By Michael Soltys, Senior Editor of Buenos Aires Herald.

Even if the same surname will be ruling Corrientes for the first dozen years of this century, Sunday’s gubernatorial runoff between Radicals Ricardo and Arturo Colombi was anything but the cosy alternation between the two cousins in 2005 when the former made way for the latter. The final outcome was no contest with the once and future governor Ricardo Colombi winning five votes for every three for his cousin (250,000 to 150,000) in a low turnout of some 60 percent — indeed Arturo Colombi’s 37.5 percent in the runoff amounted to barely 10,000 more votes than the 30 percent of Peronist Senator Fabián Ríos in the first round.


Nor can this lopsided result be considered a surprise with everything working against sitting governor Arturo Colombi quite apart from the global downturn electorally afflicting most incumbent administrations worldwide (look at Greece on the same day). Firstly, pro-Kirchner Radicalism is wildly out of fashion (neither cousin courted Kirchner support but Arturo was more tagged if only because he began his term as a pro-Kirchner Radical while Ricardo did not and because his main national ally Julio Cobos remains the vice-president of President Cristina Fernández de Kirchner) — this family feud was also something of al Radical primary with the consistently anti-Kirchner Radical trunk under party chairman Gerardo Morales winning the day. Secondly, the charges of corruption against the incumbent administration were more or less confirmed, first by the arrest of the governor’s private secretary Diego Mosquera for astronomically increasing his personal wealth and then (far more dramatically) by the suicide only last Friday of Hernán González Moreno, the young businessman in charge of distributing public advertising who also faced accusations of embezzlement. Thirdly, the Ríos vote was never going to go to an associate of Cobos who is widely perceived as a traitor in government circles.
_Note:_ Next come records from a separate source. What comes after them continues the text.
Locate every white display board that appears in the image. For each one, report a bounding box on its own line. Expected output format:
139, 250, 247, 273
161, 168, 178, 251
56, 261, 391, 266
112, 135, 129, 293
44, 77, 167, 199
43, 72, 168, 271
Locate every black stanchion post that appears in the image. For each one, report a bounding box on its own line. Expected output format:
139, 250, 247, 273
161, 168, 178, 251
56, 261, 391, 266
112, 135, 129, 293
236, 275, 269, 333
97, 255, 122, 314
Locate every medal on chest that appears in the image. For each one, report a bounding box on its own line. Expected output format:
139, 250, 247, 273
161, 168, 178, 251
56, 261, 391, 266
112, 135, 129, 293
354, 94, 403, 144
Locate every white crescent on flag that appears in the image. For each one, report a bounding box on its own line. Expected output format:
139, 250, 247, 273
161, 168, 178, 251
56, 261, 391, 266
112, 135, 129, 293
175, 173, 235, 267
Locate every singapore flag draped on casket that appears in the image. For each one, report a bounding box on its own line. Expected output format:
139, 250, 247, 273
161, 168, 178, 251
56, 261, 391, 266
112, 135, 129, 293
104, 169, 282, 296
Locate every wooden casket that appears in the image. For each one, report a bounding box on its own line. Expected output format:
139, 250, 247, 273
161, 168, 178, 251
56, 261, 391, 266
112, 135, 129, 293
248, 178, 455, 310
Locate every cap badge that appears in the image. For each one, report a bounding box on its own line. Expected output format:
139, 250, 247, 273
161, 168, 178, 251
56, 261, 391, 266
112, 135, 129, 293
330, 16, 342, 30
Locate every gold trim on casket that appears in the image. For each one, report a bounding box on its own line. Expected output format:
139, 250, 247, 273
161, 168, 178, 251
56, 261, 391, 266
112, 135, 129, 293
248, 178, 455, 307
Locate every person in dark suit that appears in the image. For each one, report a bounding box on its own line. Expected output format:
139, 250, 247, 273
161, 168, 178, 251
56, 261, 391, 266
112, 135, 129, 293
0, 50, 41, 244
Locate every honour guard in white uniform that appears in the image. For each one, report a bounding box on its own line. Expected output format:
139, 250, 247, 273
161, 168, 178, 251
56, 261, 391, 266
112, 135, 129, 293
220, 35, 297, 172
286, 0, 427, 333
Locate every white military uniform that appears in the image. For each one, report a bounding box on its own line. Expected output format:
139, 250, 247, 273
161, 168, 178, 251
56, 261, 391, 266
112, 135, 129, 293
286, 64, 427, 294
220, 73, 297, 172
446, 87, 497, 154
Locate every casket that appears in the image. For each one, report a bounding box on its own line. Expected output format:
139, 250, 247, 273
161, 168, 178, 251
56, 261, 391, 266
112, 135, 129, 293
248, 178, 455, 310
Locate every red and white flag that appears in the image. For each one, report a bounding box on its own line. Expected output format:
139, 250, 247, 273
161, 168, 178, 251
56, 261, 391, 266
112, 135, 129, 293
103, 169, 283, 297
Like many inland provinces, Corrientes seems unable to break out of a poverty-stricken feudalism with the difference that its politics seems more dynastic than most — after being ruled by a Romero Feris brother for almost every year in the 1983-2001 period, the succession of Colombi cousins now continues. The last two elections might contrast — the smooth alternation of 2005 being replaced by a ferocious clash when Arturo welshed on that alternation and sought re-election — yet everything remains in the family. But if a Kirchner could replace a Kirchner nationally in 2007, why any surprise about a Colombi following a Colombi in Corrientes now?